Une réalisation des missions sans cadre ni évaluation

Le SG-CIPDR assure des missions de conception et d’animation de politiques interministérielles. Il joue un rôle d’appui, à travers des conseils et des formations, auprès des acteurs locaux et préfectoraux notamment. L’enquête menée auprès de six préfectures de département a montré l’appropriation variable des politiques et des instances animées par le préfet. Malgré l’importance et la diversité des missions qui lui sont confiées, le comité interministériel, dont le secrétaire général ne devrait être que le bras armé, joue un rôle quasiment inexistant. Durant la période sous contrôle, seuls trois comités interministériels ont été tenus, soit à peine un tous les deux ans. Un constat similaire peut être fait pour la cellule nationale de lutte contre l'islamisme radical et le repli communautaire (CLIR) créée par une circulaire de 2022 et placée sous l'égide du ministère de l'intérieur. La Cour rappelle l'importance de réunir ces instances, ainsi que de remettre au Parlement le rapport annuel d'activité prévu par les textes, ce qui n’a pas été le cas depuis 2015. Une même appréciation est portée à l’égard du conseil scientifique sur les processus de radicalisation (Cosprad). Créé en 2017, ce conseil, structure originale conçue pour rassembler les chercheurs, a connu une activité très réduite. Le renouvellement très tardif de ses membres a freiné son action et illustre les difficultés à partager un périmètre de recherche et à alimenter efficacement la décision publique, en lien étroit avec le SG-CIPDR.

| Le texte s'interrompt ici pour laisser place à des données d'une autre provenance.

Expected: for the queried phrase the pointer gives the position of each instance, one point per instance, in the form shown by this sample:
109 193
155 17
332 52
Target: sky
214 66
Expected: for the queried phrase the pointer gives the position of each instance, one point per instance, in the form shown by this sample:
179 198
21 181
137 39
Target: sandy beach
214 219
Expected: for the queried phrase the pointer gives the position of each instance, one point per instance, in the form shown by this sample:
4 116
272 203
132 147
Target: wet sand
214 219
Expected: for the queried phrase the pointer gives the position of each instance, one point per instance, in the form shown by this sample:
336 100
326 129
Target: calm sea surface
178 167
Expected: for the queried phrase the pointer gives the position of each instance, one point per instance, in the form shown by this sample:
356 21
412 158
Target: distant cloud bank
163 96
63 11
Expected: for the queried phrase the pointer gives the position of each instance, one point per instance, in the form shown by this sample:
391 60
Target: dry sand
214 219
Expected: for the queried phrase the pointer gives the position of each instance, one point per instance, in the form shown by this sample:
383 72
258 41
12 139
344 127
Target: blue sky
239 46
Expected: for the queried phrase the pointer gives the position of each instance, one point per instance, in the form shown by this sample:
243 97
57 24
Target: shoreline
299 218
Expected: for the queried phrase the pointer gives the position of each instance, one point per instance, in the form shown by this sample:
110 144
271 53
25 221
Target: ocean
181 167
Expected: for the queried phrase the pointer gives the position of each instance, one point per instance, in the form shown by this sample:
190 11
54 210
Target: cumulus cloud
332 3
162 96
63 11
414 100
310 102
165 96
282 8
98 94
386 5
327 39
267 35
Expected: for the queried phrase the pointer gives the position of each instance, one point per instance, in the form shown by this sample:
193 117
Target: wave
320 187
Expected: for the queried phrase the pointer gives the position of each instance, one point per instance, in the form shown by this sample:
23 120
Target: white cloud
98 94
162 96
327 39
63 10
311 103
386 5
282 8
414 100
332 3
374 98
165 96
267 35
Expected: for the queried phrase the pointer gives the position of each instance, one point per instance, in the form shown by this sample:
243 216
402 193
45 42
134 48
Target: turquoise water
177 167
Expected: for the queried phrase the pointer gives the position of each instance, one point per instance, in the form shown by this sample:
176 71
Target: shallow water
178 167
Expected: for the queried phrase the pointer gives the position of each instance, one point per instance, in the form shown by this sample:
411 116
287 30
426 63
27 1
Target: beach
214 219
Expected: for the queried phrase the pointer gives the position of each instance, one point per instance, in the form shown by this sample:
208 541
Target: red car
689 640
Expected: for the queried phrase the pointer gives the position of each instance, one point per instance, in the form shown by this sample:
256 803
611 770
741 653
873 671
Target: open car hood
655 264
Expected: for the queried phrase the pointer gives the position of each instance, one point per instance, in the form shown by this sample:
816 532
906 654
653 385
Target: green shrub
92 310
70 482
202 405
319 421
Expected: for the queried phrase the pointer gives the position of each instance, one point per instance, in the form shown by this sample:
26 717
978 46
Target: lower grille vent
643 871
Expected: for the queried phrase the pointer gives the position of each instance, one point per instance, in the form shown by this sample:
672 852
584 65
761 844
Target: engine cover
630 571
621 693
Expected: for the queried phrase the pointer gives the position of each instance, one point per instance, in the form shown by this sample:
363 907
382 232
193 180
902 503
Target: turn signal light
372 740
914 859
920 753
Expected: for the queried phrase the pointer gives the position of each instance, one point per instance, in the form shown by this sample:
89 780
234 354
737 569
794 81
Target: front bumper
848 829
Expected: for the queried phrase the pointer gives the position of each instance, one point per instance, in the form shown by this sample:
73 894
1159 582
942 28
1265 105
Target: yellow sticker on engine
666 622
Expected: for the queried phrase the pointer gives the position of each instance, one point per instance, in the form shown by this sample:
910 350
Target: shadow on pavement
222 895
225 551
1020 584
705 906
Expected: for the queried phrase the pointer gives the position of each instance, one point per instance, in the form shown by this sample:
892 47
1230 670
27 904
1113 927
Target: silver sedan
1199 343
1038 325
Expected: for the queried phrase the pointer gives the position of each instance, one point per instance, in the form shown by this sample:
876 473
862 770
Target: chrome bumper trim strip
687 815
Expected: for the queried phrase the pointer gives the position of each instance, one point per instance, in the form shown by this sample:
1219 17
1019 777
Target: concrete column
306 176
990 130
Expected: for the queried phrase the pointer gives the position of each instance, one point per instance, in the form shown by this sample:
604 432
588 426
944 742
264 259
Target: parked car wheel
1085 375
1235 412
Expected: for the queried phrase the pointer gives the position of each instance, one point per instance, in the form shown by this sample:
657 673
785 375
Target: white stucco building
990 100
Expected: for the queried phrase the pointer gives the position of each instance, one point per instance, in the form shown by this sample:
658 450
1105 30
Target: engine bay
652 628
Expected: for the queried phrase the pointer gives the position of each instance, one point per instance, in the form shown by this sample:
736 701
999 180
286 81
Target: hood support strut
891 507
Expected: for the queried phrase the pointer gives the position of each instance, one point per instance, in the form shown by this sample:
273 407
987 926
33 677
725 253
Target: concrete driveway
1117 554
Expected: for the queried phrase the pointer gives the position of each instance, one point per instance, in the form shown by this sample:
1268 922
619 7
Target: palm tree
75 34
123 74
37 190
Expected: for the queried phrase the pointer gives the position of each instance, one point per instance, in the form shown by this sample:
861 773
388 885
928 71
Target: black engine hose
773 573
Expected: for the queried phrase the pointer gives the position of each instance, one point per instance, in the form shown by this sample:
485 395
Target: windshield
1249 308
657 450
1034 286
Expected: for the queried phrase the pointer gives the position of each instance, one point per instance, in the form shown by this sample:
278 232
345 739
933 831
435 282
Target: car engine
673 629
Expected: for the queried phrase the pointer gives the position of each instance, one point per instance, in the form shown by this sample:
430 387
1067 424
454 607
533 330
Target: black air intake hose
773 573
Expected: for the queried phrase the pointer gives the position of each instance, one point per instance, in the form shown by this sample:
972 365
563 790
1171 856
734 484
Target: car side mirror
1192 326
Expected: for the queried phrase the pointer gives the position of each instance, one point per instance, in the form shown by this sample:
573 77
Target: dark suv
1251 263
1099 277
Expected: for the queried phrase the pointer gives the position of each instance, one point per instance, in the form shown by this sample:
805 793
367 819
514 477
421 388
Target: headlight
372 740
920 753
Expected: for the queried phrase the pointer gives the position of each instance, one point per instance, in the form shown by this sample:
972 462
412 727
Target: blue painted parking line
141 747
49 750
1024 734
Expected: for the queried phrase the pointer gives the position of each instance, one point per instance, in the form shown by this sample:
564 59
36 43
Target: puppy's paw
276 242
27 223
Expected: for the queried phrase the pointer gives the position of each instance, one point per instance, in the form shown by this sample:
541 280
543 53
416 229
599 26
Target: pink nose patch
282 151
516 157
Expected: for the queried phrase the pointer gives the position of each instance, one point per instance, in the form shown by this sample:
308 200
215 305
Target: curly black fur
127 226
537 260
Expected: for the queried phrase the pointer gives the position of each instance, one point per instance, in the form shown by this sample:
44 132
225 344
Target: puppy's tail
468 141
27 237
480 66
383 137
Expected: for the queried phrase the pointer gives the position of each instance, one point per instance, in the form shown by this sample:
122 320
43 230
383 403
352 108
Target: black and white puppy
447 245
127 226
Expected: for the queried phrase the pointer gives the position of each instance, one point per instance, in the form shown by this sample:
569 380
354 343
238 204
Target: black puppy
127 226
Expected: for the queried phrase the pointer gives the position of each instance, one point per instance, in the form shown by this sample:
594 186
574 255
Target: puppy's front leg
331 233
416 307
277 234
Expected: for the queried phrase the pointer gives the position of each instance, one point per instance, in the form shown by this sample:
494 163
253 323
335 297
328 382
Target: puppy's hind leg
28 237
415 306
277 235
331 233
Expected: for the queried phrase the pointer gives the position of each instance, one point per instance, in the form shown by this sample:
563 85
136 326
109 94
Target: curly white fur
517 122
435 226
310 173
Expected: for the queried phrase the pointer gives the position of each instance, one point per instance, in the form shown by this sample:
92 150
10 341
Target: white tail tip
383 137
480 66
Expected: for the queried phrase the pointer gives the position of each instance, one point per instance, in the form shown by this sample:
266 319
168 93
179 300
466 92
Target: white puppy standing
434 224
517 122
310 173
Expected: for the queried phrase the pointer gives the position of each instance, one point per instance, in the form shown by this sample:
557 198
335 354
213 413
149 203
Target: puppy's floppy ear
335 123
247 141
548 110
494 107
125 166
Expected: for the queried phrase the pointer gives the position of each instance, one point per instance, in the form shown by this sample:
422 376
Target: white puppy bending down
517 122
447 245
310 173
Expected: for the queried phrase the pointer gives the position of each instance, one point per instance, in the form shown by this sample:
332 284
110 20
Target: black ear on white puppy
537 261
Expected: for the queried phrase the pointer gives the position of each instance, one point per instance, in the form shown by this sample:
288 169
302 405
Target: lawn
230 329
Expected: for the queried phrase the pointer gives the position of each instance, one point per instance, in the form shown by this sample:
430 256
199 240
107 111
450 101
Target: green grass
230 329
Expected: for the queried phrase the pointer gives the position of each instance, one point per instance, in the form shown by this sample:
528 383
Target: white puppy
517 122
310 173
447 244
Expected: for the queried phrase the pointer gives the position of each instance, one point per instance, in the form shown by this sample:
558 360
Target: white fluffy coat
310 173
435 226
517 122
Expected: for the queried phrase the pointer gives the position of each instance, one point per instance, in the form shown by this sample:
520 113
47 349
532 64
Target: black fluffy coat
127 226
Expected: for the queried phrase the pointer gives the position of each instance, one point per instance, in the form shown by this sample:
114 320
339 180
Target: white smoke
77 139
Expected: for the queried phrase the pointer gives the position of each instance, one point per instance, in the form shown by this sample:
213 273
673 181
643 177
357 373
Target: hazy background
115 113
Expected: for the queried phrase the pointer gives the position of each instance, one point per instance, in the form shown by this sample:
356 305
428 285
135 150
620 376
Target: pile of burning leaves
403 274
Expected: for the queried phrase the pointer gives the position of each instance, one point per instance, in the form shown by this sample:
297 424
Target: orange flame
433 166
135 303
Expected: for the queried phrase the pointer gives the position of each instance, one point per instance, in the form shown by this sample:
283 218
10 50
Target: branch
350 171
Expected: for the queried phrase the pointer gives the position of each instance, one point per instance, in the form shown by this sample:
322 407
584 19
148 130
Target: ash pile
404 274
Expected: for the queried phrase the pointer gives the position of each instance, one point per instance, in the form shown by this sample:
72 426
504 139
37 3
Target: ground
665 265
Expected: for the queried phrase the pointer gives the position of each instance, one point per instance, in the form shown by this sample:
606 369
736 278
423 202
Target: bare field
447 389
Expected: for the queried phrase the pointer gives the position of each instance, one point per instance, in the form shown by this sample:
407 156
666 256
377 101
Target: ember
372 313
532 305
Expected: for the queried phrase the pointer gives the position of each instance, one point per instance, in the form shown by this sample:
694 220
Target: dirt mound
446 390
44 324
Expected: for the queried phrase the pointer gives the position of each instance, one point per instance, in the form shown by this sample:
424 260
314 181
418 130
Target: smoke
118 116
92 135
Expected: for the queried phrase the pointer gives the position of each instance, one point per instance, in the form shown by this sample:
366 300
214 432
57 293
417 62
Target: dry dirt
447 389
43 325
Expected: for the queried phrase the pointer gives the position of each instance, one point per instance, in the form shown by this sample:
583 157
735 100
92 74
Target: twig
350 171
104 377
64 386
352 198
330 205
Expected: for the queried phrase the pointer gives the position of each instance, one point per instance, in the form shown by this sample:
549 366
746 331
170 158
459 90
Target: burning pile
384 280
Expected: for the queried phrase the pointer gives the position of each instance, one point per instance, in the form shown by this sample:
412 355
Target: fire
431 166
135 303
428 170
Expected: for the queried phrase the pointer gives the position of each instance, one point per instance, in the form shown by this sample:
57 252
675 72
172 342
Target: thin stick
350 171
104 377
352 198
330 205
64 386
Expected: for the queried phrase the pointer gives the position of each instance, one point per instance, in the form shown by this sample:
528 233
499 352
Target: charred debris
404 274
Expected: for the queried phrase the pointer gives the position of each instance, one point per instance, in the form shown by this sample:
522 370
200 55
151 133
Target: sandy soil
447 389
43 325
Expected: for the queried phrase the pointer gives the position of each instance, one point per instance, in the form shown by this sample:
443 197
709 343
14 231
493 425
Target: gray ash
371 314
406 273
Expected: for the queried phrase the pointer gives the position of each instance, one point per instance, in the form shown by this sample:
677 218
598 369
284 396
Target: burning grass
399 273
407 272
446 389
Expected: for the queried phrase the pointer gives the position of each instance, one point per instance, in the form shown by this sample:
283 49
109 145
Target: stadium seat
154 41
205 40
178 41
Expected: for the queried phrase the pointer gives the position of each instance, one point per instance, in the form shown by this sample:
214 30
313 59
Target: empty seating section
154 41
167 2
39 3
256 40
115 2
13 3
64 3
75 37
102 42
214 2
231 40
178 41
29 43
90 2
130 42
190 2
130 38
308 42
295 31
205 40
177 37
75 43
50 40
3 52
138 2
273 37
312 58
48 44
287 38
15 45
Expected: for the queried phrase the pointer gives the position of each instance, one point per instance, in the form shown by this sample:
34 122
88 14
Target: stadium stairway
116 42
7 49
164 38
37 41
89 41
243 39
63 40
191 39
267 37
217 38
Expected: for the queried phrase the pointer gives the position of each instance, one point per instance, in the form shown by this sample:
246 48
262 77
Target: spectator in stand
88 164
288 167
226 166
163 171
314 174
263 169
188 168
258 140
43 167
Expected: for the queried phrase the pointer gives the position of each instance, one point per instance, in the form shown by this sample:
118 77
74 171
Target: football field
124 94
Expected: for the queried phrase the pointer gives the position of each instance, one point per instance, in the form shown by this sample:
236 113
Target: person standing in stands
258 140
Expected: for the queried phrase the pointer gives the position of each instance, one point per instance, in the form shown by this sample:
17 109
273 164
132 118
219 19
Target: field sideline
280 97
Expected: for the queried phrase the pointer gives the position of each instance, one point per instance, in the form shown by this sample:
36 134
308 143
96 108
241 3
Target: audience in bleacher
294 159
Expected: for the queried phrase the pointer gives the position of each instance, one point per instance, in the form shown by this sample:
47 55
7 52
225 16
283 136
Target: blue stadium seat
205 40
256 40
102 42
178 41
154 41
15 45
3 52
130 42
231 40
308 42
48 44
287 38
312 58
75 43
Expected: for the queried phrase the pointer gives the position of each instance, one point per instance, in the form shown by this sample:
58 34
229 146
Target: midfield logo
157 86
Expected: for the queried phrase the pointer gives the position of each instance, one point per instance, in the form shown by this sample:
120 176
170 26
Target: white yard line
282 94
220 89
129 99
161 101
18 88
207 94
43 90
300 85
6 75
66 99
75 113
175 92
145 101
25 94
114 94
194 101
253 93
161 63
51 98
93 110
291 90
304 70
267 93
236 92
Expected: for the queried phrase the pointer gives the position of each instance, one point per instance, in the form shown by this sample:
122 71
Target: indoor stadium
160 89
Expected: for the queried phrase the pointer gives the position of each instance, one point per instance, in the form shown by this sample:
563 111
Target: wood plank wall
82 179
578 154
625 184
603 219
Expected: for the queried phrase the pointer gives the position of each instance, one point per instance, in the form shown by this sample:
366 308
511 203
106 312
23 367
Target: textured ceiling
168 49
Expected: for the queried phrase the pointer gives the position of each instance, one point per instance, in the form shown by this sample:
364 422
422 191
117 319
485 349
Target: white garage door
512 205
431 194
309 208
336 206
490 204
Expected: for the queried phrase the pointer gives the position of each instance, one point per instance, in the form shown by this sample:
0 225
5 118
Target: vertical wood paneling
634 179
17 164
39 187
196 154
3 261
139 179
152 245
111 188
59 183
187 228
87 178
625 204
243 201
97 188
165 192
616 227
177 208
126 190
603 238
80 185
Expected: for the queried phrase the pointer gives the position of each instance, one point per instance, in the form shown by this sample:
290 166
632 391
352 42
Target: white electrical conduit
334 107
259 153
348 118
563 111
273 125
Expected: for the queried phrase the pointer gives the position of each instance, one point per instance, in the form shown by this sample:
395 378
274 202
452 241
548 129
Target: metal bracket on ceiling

La gestion gravement défaillante du FIPD

Le cadre de gestion du FIPD (75 M€ en 2022) a été amélioré ces dernières années. L'architecture budgétaire a été simplifiée et la déconcentration des crédits (supérieure à 90 %), associant les préfectures de région et de département, apparaît satisfaisante. Toutefois, la diffusion de la circulaire annuelle fixant la doctrine d'emploi du fonds doit être anticipée pour assurer une bonne consommation des crédits. En revanche l'enquête de la Cour sur les opérations gérées au niveau central de 2020 à 2022 révèle la désorganisation du secrétariat général et d'importantes carences dans l'exercice de ses missions. Le pôle administratif et financier du SG-CIPDR ne joue pas un rôle satisfaisant de pilotage du fonds. Ces défaillances ont conduit à attribuer des subventions à des associations et à leur verser le solde, en l'absence des pièces exigées. Le contrôle de l'exécution est également très lacunaire, des renouvellements de subvention ayant été décidés en dépit de manquements dans la réalisation des actions.